C0untDucku1a · 03/11/2018 10:29

2 poind a week is maintainable weight loss. Keep going. Approaching it like a marathon will have better long-term effects, rather than gimmicky diets and piling it back on. It is about changing eating habits in a long term achievable and realistic way, and portion size control. That is crucial. So many people just eat way too much! Too much cereal
At breakfast, too much at lunch... that all adds up. Measure out and get used to
Seeing the right size portion.

Youre doing so well. Dont be put ofd and disheartened. Maybe not tell him so
Much as he seems A bit insecure.

thecatsthecats · 03/11/2018 10:30

Are you tall/big boned OP?

Just wondering because I was about 14st when I got together with my fiance, and he flat wouldn't believe that I was that weight.

I'm over 5'8", with wide hips, shoulders, big boobs, so at 14st I had a 28" waist and was very, and the doctor just agreed that BMI wasn't a great fit for me.

I'm currently 17.5st (lost 4st). "Officially" I need to lose another 5 at least, but my fiance just can't see it, and tbh, I can't see it myself. I aim to lose 3 and see where it gets me.

Runnynosehunny · 03/11/2018 11:01

OH has also asked if I think I can actually lose another 4.5st?

In order to maintain your weight loss you will need to continue eating much as you are now. At a lighter weight you will need less calories to maintain your weight so you will only need a small amount more than you are eating now to maintain your weight. Someone I know of lost a lot of weight on SW and they still stick to SW with just an extra 'healthy B' (portion of carbs) and a little extra milk, each day plus the odd meal out occasionally. So its really a question of keeping on with what you are now doing long term. If you feel you can do that then you will get to your goal even if it slows down a bit as you get closer to your goal weight, and maintain long term. Is your current diet something you could imagine sticking to for life with just the odd modifications? If so there is no reason you can't do it. Another advantage of thinking long term is that your oh will get used to your new lifestyle and it won't be a big deal. At the moment it probably seems like a big change to you both. But in 5 years time it will just be routine. But you will have been slim for 4 years Grin

Fattofit · 03/11/2018 11:19

I wouldn't say I am big boned or tall I think I'm just under 5ft 7. I do gave quite big/ muscly legs as I walk a lot, even when I'm lighter my legs aren't much smaller and I struggle to get long boots to fit. And skinny jeans don't go over my calves.

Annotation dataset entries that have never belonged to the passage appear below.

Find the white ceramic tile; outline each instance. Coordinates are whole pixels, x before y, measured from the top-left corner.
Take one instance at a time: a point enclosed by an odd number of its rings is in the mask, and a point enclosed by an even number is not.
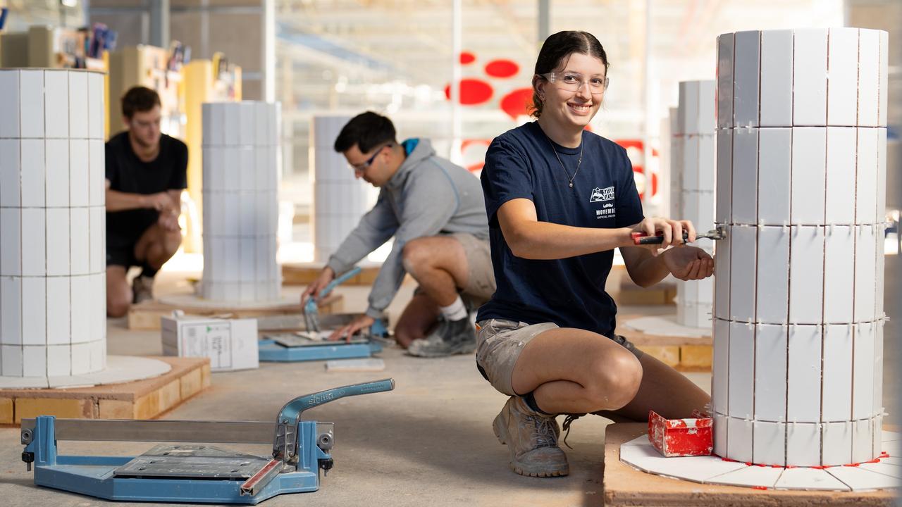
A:
[[[877,143],[878,129],[859,128],[858,160],[855,182],[855,223],[873,224],[877,217]],[[884,186],[879,187],[885,192]],[[879,217],[883,221],[883,217]]]
[[[103,140],[105,137],[106,105],[104,95],[104,75],[89,72],[87,74],[87,135],[91,139]]]
[[[733,123],[758,126],[760,32],[737,32],[733,65]]]
[[[756,326],[754,402],[758,420],[786,420],[787,333],[784,326]],[[755,463],[776,462],[756,457]]]
[[[0,72],[0,78],[3,75]],[[4,154],[0,157],[0,207],[18,207],[22,186],[19,180],[19,140],[0,139],[0,153]]]
[[[730,231],[730,316],[736,320],[755,318],[755,229],[733,226]]]
[[[96,304],[90,300],[90,283],[87,276],[73,276],[70,279],[72,310],[71,329],[72,343],[84,343],[91,340],[89,319]],[[106,308],[106,305],[105,305]]]
[[[22,206],[43,207],[44,189],[44,141],[41,139],[23,139],[20,156],[22,157]]]
[[[855,149],[857,129],[827,128],[826,223],[855,220]]]
[[[22,279],[22,343],[47,345],[47,285],[43,277]]]
[[[821,464],[820,427],[811,423],[790,422],[787,425],[787,465],[817,466]]]
[[[47,375],[63,376],[72,374],[71,346],[53,345],[47,347]]]
[[[90,271],[89,220],[87,207],[73,207],[69,214],[69,266],[72,274]]]
[[[887,90],[888,89],[888,58],[889,53],[889,33],[880,31],[880,57],[879,57],[879,92],[878,95],[878,118],[877,124],[887,126]]]
[[[873,320],[877,291],[877,240],[875,227],[857,227],[855,240],[855,309],[856,322]]]
[[[74,139],[87,139],[87,74],[86,72],[69,73],[69,129]],[[65,121],[60,115],[58,121]]]
[[[827,227],[824,237],[824,321],[852,321],[855,274],[854,227]]]
[[[791,30],[761,32],[761,126],[792,125],[792,53]]]
[[[827,31],[796,30],[793,58],[793,124],[827,120]]]
[[[45,346],[25,346],[22,347],[22,353],[23,376],[47,376],[47,347]]]
[[[821,418],[821,327],[789,326],[787,420],[815,422]],[[791,461],[790,465],[794,465]],[[816,464],[815,464],[816,465]]]
[[[879,435],[878,434],[878,438]],[[870,461],[877,456],[873,454],[874,427],[871,419],[856,420],[852,422],[851,461],[861,463]],[[863,466],[863,465],[862,465]],[[894,468],[899,469],[898,466]]]
[[[825,128],[793,129],[793,225],[824,224],[827,133]]]
[[[69,137],[69,74],[68,70],[44,72],[44,124],[48,138]]]
[[[22,137],[44,137],[44,71],[19,73],[20,125]]]
[[[47,279],[47,344],[62,345],[71,341],[69,327],[69,277]]]
[[[758,227],[758,322],[787,322],[789,234],[789,227]]]
[[[822,418],[825,421],[849,420],[852,403],[852,327],[844,324],[824,327]]]
[[[854,419],[863,419],[874,414],[874,372],[872,368],[876,341],[877,329],[872,322],[855,325],[851,397],[851,417]]]
[[[73,207],[88,205],[88,150],[87,141],[69,142],[69,203]]]
[[[854,125],[858,105],[858,29],[831,28],[827,61],[827,124]]]
[[[44,276],[47,274],[45,249],[44,208],[27,207],[22,210],[22,274]]]
[[[0,207],[0,275],[22,274],[22,211]]]
[[[769,226],[789,221],[792,129],[762,128],[758,164],[758,220]]]
[[[789,322],[820,324],[824,308],[824,228],[790,229]]]
[[[19,71],[0,70],[0,137],[19,137]]]
[[[849,486],[840,482],[827,473],[826,470],[819,468],[787,468],[783,471],[780,478],[774,484],[774,489],[778,490],[804,490],[804,491],[851,491]]]
[[[47,208],[47,274],[69,273],[69,208]]]
[[[22,279],[0,277],[0,344],[22,344]],[[6,374],[6,373],[4,373]]]
[[[717,127],[732,126],[733,115],[733,33],[717,37]]]
[[[753,462],[759,465],[786,465],[786,425],[778,422],[753,423]]]

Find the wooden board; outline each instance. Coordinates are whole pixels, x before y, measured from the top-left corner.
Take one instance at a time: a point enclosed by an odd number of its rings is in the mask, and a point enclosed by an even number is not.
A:
[[[94,387],[0,390],[0,424],[52,415],[70,419],[153,419],[210,385],[207,357],[154,356],[172,369],[151,379]]]
[[[319,301],[319,313],[329,314],[337,313],[342,310],[344,296],[332,293],[323,298]],[[160,318],[172,315],[173,310],[180,309],[185,315],[198,315],[202,317],[227,317],[231,318],[244,318],[253,317],[289,315],[299,313],[300,300],[298,304],[273,305],[271,307],[258,308],[236,308],[236,307],[192,307],[186,305],[172,305],[157,300],[144,301],[137,305],[132,305],[128,309],[128,328],[133,330],[160,329]]]
[[[607,427],[604,435],[604,505],[784,507],[790,505],[894,505],[894,495],[887,490],[875,492],[779,491],[738,486],[702,484],[640,472],[621,462],[624,442],[644,434],[645,423],[620,423]]]

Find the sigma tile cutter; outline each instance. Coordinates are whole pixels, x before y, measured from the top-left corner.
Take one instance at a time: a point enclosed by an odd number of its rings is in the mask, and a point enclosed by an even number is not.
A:
[[[301,414],[345,396],[391,391],[393,379],[336,387],[295,398],[273,421],[22,419],[22,460],[34,484],[128,502],[255,505],[277,494],[319,489],[334,465],[333,423]],[[138,456],[65,456],[58,440],[179,442]],[[185,444],[189,445],[185,445]],[[271,444],[260,456],[199,443]]]

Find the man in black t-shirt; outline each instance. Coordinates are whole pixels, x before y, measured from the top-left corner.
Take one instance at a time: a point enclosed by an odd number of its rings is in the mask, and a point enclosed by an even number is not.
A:
[[[106,142],[106,314],[152,298],[153,275],[179,249],[188,146],[160,132],[160,96],[143,87],[122,98],[128,130]],[[125,272],[141,266],[129,290]]]

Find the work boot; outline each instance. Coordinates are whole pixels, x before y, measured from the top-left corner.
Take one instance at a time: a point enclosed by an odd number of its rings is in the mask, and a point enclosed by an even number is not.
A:
[[[511,469],[530,477],[570,473],[566,455],[557,447],[560,429],[555,417],[530,409],[520,396],[508,399],[492,424],[495,437],[511,450]]]
[[[476,328],[468,318],[438,322],[429,336],[415,340],[407,352],[417,357],[444,357],[456,354],[472,354],[476,350]]]
[[[136,276],[132,281],[132,303],[138,304],[153,299],[153,277]]]

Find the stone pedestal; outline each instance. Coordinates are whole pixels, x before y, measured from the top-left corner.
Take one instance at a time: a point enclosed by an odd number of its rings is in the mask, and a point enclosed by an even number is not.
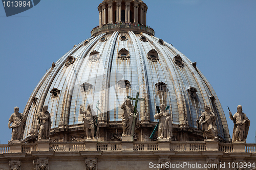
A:
[[[50,140],[39,139],[37,141],[37,151],[49,151]]]
[[[97,140],[86,140],[86,151],[97,151]]]
[[[122,142],[122,152],[133,152],[133,142]]]
[[[219,142],[218,140],[205,139],[204,142],[206,145],[206,151],[219,151]]]
[[[122,141],[133,141],[133,136],[123,136],[122,135]]]
[[[158,139],[158,151],[169,151],[170,142],[169,139]]]
[[[232,143],[234,152],[245,152],[245,142],[234,142]]]
[[[22,143],[20,141],[12,141],[9,144],[10,153],[22,152]]]

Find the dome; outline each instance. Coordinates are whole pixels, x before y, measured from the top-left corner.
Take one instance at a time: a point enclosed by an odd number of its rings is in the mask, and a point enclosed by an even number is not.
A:
[[[158,122],[154,116],[156,106],[164,103],[170,107],[174,133],[179,140],[190,140],[190,136],[193,140],[202,139],[197,120],[208,105],[217,115],[218,136],[228,140],[221,104],[196,63],[154,36],[154,30],[146,24],[147,7],[143,2],[118,2],[100,4],[100,26],[92,30],[92,37],[53,63],[38,83],[25,108],[31,107],[24,139],[36,138],[37,112],[46,105],[51,115],[52,140],[58,136],[58,140],[69,141],[83,133],[79,109],[89,104],[98,117],[100,133],[103,134],[100,135],[110,135],[108,132],[121,130],[121,105],[124,100],[139,93],[140,98],[145,99],[138,103],[141,129],[146,129],[147,133]],[[136,11],[138,8],[133,6],[143,8]],[[123,9],[118,10],[119,7]],[[114,12],[111,9],[117,10]],[[124,13],[124,21],[123,10],[132,14]],[[187,135],[180,137],[180,132]],[[148,138],[140,140],[151,140]]]

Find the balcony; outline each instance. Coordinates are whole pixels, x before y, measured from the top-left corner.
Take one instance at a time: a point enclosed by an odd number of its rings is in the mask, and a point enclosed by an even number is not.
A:
[[[9,143],[0,144],[0,154],[13,153],[31,154],[36,151],[54,152],[180,152],[219,151],[227,153],[244,152],[256,154],[256,144],[225,143],[219,142],[131,142],[113,141],[50,142],[36,143]]]
[[[143,32],[151,35],[155,36],[155,31],[152,28],[141,25],[133,23],[121,23],[105,25],[93,29],[91,31],[92,36],[102,32],[113,32],[115,31],[133,31],[135,32]]]

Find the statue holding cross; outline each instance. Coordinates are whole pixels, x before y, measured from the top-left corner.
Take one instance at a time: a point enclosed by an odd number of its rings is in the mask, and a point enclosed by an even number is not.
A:
[[[122,136],[133,136],[135,124],[139,122],[138,116],[139,112],[137,110],[138,101],[144,101],[145,99],[139,98],[139,93],[137,93],[136,98],[132,98],[127,96],[127,99],[124,101],[121,108],[123,110],[123,113],[121,115],[122,123],[123,124]],[[135,105],[134,107],[131,103],[131,100],[135,101]]]

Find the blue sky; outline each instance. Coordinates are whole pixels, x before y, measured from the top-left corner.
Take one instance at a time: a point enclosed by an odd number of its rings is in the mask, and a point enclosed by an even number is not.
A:
[[[41,78],[74,45],[99,25],[101,1],[41,1],[7,17],[0,5],[0,141],[7,143],[8,119],[22,112]],[[225,112],[230,135],[238,105],[251,120],[247,143],[253,143],[256,114],[256,1],[145,0],[147,25],[172,43],[204,74]]]

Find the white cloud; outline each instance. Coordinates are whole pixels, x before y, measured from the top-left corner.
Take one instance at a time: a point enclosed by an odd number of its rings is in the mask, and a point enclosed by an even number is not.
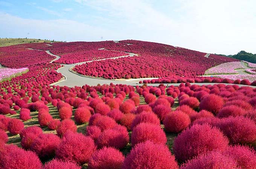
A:
[[[0,1],[0,6],[11,6],[12,5],[12,4],[9,2],[6,2],[5,1]]]
[[[111,30],[67,20],[24,19],[0,12],[0,22],[5,26],[0,27],[2,38],[27,37],[67,41],[100,41],[102,36],[103,40],[117,38],[110,35],[114,34]],[[6,35],[12,36],[6,37]]]
[[[37,8],[39,9],[41,9],[46,12],[50,14],[51,15],[54,15],[58,16],[58,17],[60,17],[61,15],[58,12],[55,12],[54,11],[52,11],[50,9],[48,9],[47,8],[45,8],[42,7],[41,6],[37,6]]]
[[[63,11],[65,12],[70,12],[73,11],[73,9],[72,8],[64,8]]]

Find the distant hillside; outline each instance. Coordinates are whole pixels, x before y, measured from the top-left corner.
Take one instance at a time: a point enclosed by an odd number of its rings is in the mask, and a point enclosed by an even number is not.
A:
[[[218,54],[223,56],[226,56],[236,59],[242,60],[245,60],[250,62],[256,63],[256,54],[246,52],[243,50],[238,52],[237,54],[234,55],[225,55],[224,54]]]
[[[54,40],[27,38],[0,38],[0,47],[30,43],[53,42]]]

I am eating healthily rather than dieting. I watch my portions now too. I would be happy to eat like this with the odd meal out or takeaway (I do love a chicken shish but mainly for the salad anyway!). OH doesn't have to eat exactly like me- I've given up bread/ butter (I might have some as an occasional treat but that's it) but I still buy it for him. And we still have crisps, treats etc I just buy healthier ones and make sure I don't have more than 1 a day. So it doesn't affect him too much.